Was genau bedeutet es, sich zu outen?

In der kurzen hybriden Dokumentation „The Act of Coming Out“ lädt die Filmemacherin Alexandra Stergiou queere und transsexuelle Schauspieler ein, das zu interpretieren, was sie „den nie endenden Prozess des Coming Out“ nennt. Der Film hat die Form eines Casting-Tapes, und die Schauspieler führen den gewöhnlichen, aber emotional aufgeladenen Akt sowohl ausgedacht als auch improvisiert auf, wobei Stergiou zwischen den Rollen des Regisseurs und des Szenenpartners wechselt. Wenn jeder Schauspieler „vorspricht“, greifen sie ausnahmslos auf ihre persönlichen Erfahrungen zurück und erfinden manchmal ihre eigenen Coming-out-Geschichten neu. Die Verschmelzung von realem Leben und Performance erzeugt eine unheimliche emotionale Resonanz; Die Biografien der Schauspieler verleihen ihren Szenen Gewicht. Wir müssen analysieren, welche Tränen und Ängste sich echt anfühlen, und sie mit unseren eigenen vergleichen.

Coming Out ist seit langem die archetypische Repräsentation von Queerness in den Medien. In dem Film spielt Stergiou mit Standardsätzen – „Hallo, ich muss mit Ihnen über etwas reden“ – und bringt Leichtigkeit in das Thema, wenn sie beispielsweise einen Schauspieler anweist, herauszukommen, und der Schauspieler kichernd fragt: „Wie, herauskommen, oder, wie, von der Seite kommend?“ Stergiou sagte mir, sie wolle mit Humor kommentieren, wie Queerness in den Medien kommerzialisiert wird. Die Arbeit mit professionellen Schauspielern reizte sie, weil ihr Dilemma, wie sehr sie ihr wahres Selbst präsentieren müssen, um eine Rolle zu bekommen, beispielhaft für ähnliche Kämpfe steht, mit denen queere Menschen in der Öffentlichkeit, bei der Arbeit oder mit geliebten Menschen konfrontiert sind. Sie sagte, dass sie sich zu fragen begann: „Welche Rolle spielt die Darbietung in Sachbüchern? Welche Rolle spielt Leistung in den Geschichten, die wir in unserem Leben über uns selbst erzählen?“

In einer Schlüsselszene tritt der 28-jährige Schauspieler Terrence Mackey, der in einer konservativen, religiösen Familie in Chicago aufgewachsen ist, vor seiner Mutter auf. Er spricht sie direkt an: „Ich liebe dich so sehr, und du bist meine Mutter, aber ich kann kein weiteres Jahr gehen, ohne ehrlich zu dir zu sein.“ Seine Lippen zittern und er atmet schnell aus, seine Augen sind feucht. Aus dem Off fragt Stergiou: „Wie hat sie im wirklichen Leben reagiert?“ „Hat sie nicht“, antwortet Mackey. “Sie weiß es im wirklichen Leben nicht.”
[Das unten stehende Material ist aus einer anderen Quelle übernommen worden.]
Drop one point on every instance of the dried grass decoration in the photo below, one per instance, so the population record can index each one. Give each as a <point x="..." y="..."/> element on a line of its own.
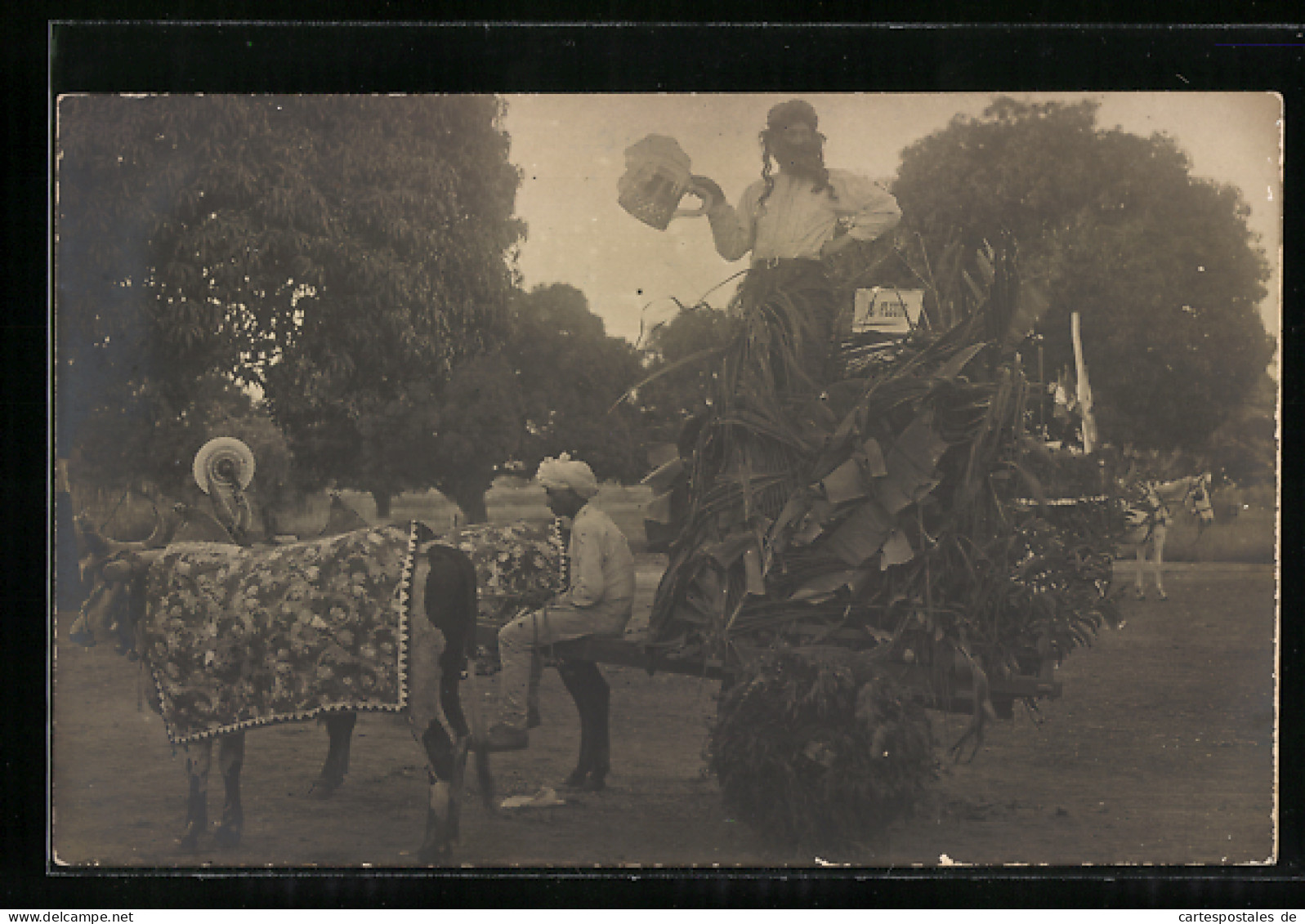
<point x="874" y="499"/>
<point x="816" y="749"/>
Aber als er sich selbst im Film sah, hatte Mackey einen „Heureka-Moment“, erzählte er mir, als er verstand, wie weit er in seinem Selbstvertrauen und Wachstum gekommen war. „Als ich es sah, dachte ich: Was auch immer ich meiner Mutter sagen möchte, ich bin zuversichtlich, dass ich dazu in der Lage bin.“ Kürzlich tat er es. „Es waren harte Gespräche und schwierigere Fragen und Tränen und alles, aber ich bin zufriedener damit“, sagte er mir. „Ich hatte buchstäblich das Gefühl, dass es göttlich war, dass ich das getan habe“, sagte er. Stergiou sagte mir, dass sie gehofft hatte, das Projekt könnte therapeutisch sein. „Ein Dokumentarfilm kann etwas sein, das Menschen aktiviert, Menschen zusammenbringt. Vielleicht kommt sogar Heilung dazu“, sagte sie.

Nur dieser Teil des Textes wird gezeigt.